The Cheticamp River is a river deeply embedded in the Cape Breton Highlands. The Atlantic salmon run tends to be earlier than most rivers in the region. Kris Hunter/ASF


Chris O'Neill of California releases a beautiful bright Atlantic salmon on the Saint-Jean River, Gaspé on June 4. Photo Quebec Sporting
Charles Cusson, ASF Director of Québec Programs writes:

Of the rivers which are open to angling to date, it’s been another slow start to the season due to high water levels.

Causapscal River

No salmon were landed during the month of May for the first time since 1996.

Water levels continue to be on the high side, but very ‘fishable”. To June 3rd, three salmon have been reported released compared to 5 killed and 2 released for the same date in 2018.
Yves Carpentier (left), guide Pascal Lévesque (centre) and Serge Boisvert enjoy a great day on the Causapscal river. Charles Cusson/ASF
Matapedia River

Levels had started to drop just prior to this report but Mother Nature stepped in and added enough water to raise the river back up at least  15 cm. / 6 in. Angling has been spotty in the Glen Emma sector, but action is picking up.

To June 3, seven salmon have been reported released compared to 10 released at the same date in 2018.

Moisie River
(ZEC and Winthrop Campbell sectors)

The Moisie has been plagued with extremely high water, curtailing angling activity.

As of June 3, four salmon were reported to have been released (including two kelts).

In 2018 as of June 6, 29 salmon (including 4 kelts) had been reported landed and 25 released.

As of June 7, 2017, 80 fish had been landed which included 56 salmon killed (including 16 kelts) and 24 released.
The Moisie is flowing at near record levels for this time of year, making angling difficult
York, Dartmouth and St-Jean (Gaspé)

After a very slow start as of the 25th of May due to very high-water levels, according to local source, angling success seems to be improving with levels quickly dropping. Ann Smith of Quebec Sporting reports their clients have started to get some action on the Saint-Jean over the last few days.

Bonaventure and Cascapedia Rivers

Reports of painfully slow and tough fishing are being reported with very few landings to date. Dropping water levels should improve angling soon. On June 3, the Bonnie was flowing at 140 cubic meters per second.

Reminder to anglers fishing Quebec Rivers, take the time to report your releases to have the most accurate angling statistics and for the river managers to accurately calculate angling success. Tight Lines.

Note: Quebec released its Bilan - the assessment of the 2018 year on rivers less than a week ago, when it usually does so in February. To check it out, including an English translation of the introduction, click here


ASF Vice-President, U.S. Operations, stands beside one of the new interpretive panels at the commemoration event celebrating the completion of the Coopers Mills dam removal on the Sheepscot's mainstem. Photo Stephen Hobson

A celebration was held on May 20 for the completion of the dam removal at Coopers Mills. This removal was a win-win for everyone. Through the assistance of ASF and its partners, the dam was removed, the area was upgraded as a park, a fire hydrant system was installed, and the river had one important barrier removed for migrating fish.

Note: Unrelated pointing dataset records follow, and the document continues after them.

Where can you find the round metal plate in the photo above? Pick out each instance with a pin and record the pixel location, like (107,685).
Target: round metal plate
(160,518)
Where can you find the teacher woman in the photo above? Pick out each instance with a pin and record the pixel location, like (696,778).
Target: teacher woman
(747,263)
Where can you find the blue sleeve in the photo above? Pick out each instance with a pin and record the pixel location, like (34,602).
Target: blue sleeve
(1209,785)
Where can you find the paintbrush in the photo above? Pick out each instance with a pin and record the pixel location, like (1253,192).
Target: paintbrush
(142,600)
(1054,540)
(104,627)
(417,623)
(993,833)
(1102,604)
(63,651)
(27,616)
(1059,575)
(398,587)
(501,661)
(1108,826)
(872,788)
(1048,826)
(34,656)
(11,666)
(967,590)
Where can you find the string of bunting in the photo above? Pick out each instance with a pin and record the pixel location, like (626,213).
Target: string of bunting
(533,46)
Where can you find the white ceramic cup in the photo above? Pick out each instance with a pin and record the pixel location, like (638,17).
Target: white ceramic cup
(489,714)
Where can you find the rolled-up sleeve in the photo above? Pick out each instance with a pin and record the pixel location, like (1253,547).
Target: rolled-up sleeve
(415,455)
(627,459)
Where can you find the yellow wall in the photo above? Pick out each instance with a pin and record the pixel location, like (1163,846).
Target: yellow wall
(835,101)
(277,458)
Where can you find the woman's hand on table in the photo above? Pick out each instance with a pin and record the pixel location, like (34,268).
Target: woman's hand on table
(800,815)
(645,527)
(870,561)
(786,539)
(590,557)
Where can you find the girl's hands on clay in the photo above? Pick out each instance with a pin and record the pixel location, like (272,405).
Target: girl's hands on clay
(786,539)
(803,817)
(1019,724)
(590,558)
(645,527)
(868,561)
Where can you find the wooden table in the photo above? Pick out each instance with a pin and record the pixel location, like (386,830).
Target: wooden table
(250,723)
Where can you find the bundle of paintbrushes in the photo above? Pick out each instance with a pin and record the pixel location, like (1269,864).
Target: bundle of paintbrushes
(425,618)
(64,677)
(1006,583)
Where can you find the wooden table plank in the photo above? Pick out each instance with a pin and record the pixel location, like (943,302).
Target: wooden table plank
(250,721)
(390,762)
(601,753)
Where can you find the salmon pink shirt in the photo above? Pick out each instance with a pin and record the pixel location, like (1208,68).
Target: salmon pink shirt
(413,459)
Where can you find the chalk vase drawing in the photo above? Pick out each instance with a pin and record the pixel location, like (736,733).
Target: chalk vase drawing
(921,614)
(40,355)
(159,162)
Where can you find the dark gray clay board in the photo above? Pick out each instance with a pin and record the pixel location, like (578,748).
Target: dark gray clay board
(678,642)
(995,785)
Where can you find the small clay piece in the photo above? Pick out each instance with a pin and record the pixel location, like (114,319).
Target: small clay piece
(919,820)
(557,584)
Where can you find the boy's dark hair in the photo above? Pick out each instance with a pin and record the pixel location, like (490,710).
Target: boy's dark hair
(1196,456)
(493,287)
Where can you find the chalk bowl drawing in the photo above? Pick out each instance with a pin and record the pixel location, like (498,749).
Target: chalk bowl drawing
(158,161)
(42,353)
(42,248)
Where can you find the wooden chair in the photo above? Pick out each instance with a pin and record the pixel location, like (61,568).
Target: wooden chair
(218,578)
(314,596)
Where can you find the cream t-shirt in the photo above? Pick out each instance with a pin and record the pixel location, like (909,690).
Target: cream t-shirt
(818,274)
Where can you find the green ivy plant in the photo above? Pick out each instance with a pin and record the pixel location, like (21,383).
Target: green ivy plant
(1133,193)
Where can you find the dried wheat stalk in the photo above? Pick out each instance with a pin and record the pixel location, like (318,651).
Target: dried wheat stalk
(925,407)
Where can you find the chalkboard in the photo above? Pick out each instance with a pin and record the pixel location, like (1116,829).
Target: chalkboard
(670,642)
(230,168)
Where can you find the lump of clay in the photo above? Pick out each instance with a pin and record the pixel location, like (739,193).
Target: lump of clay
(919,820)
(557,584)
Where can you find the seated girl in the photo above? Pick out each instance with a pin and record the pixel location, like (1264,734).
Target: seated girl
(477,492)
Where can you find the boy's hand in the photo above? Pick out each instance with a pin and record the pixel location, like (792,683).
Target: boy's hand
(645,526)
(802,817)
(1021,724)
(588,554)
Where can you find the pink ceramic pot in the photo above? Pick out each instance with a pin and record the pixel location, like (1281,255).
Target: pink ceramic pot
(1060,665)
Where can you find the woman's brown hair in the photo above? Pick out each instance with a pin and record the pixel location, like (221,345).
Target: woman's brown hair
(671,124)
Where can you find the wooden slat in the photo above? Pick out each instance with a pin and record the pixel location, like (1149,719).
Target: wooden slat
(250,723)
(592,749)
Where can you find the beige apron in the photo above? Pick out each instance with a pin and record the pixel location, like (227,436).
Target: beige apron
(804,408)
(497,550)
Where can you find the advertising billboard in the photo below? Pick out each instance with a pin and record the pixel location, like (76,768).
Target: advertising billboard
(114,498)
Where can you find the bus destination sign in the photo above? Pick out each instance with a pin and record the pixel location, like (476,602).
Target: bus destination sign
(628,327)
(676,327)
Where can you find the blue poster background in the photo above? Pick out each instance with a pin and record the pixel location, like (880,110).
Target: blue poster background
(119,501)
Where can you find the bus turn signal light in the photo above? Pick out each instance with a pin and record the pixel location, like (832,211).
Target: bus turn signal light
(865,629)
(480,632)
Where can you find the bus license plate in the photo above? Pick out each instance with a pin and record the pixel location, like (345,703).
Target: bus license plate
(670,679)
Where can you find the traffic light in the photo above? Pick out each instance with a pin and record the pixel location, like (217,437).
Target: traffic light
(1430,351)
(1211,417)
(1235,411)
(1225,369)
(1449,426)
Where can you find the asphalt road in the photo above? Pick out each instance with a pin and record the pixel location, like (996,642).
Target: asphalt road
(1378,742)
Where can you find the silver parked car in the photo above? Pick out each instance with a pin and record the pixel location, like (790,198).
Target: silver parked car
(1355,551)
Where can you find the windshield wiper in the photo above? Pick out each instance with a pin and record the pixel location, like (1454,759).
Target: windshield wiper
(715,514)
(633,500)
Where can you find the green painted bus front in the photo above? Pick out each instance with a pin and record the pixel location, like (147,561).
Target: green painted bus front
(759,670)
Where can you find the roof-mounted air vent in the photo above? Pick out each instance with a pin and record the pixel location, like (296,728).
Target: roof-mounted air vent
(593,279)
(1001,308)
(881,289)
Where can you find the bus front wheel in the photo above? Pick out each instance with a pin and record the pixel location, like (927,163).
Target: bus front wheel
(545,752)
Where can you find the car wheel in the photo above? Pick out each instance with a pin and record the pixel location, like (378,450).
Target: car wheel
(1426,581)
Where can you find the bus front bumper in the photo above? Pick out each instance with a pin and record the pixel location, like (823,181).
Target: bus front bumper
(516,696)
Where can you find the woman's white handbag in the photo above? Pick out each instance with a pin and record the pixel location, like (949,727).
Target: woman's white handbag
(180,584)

The celebration event was also an opportunity to give to the town a maintenance and stewardship fund that will provide ongoing support for the Coopers Mills Dam area.
The Sheepscot is a continuing focus, and several projects are underway to removal dams no longer needed. Photo Stephen Hendon
At the site of the former Coopers Mills Dam there is a new kiosk with displays on the the river and its connection to the ecosystem including fish and other riverine species of the Sheepscot. Photo Stephen Hendon

As of June 3, there were 43 large salmon at the Milford Dam and another three at the Orono Dam, thus totalling 46 large salmon. There have been no grilse.